Tu libro, Jaime, no es únicamente el de un erudito que nos muestra el reverso tenebroso de nuestro lugar de procedencia, el capitalismo fósil, el colonialismo extractivista, sino que, como hemos comentado, se hace propositivo en el hoy. Otra conexión importante que haces en este sentido tiene que ver con los imaginarios sobre la energía de la época del New Deal que pones en relación con la actual del Green New Deal, en cuanto a encontrar una alternativa a los combustibles fósiles.

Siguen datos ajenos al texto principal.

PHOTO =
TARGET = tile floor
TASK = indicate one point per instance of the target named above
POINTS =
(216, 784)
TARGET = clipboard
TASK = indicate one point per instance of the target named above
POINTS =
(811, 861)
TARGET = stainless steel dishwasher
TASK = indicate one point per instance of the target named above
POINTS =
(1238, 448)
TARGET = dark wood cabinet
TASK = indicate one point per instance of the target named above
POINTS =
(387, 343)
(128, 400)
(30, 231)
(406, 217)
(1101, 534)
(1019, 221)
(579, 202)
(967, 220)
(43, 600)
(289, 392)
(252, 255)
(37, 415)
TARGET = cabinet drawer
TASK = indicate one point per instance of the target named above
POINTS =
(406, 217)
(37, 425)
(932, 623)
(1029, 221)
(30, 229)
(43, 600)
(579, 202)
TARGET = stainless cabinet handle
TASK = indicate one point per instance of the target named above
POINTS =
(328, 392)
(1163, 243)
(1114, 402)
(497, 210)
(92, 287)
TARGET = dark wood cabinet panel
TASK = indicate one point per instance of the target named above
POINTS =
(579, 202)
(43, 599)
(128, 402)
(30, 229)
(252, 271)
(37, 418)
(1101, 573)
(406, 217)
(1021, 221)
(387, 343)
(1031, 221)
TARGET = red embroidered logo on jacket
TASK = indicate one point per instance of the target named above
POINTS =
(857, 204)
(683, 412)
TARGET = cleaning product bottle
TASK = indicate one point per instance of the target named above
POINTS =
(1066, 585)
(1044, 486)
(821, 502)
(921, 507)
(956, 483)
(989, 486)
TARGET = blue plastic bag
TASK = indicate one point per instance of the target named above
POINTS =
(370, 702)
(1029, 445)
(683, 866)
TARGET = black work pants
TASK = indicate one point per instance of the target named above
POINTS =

Así es. He estudiado las películas que la administración Roosevelt promovió durante los años treinta con el objetivo de impulsar una nueva matriz energética. El New Deal realizó infraestructuras a gran escala en ecosistemas fluviales como el del río Misisipi, cuyos impactos socioecológicos negativos hoy conocemos bien. Pero, como contrapartida, encontramos en esas películas una imaginación política propositiva, que defendía la intervención de los poderes públicos en la transición energética. Pensemos que en ese momento el gobierno federal mantenía un pulso judicial con las grandes corporaciones del negocio fósil, lo que dotaba a estas producciones culturales de un compromiso político directo. Estas películas fueron capaces de crear una narrativa en torno a la energía hidroeléctrica como una nueva fuente de poder (recordemos la ambivalencia del concepto en inglés), impulsando una serie de imaginarios culturales situados en la historia de la propia nación norteamericana. Son producciones audiovisuales privilegiadas para repensar en el presente la relación entre imaginarios culturales, formaciones sociales, políticas públicas y crisis ecológica (de hecho, las tormentas de arena de comienzos de la década propiciaron procesos de aridificación de los suelos que presagiaban algunos de los peores efectos del cambio climático). La pregunta que nos deberíamos plantear entonces hoy es qué narrativas podemos incentivar para promover una transición ecosocial que parta de que toda construcción de hegemonía está siempre condicionada por elementos imaginarios de la historia heredada, sin que eso implique renunciar a combatir los aspectos socioecológicos más cuestionables de proyectos políticos como el New Deal (que, como defiendo en el libro, ya fue un Green New Deal). Frente al platonismo del ecologismo de la verdad, y sin minusvalorar la importancia de esta, nos convendría aceptar que las imágenes tienen una potencia esencial para el cambio histórico, en la medida en que permiten desdoblar la realidad en dos (ese es el trabajo de la ficción) e impulsan la movilización subjetiva de los cuerpos de la multitud. Lo que nos cuesta no es admitir la gravedad de la crisis ecológica, sino experimentar la sensación cierta de que existen salidas viables y estimulantes a la situación en que nos encontramos. Y hay que imaginarlas.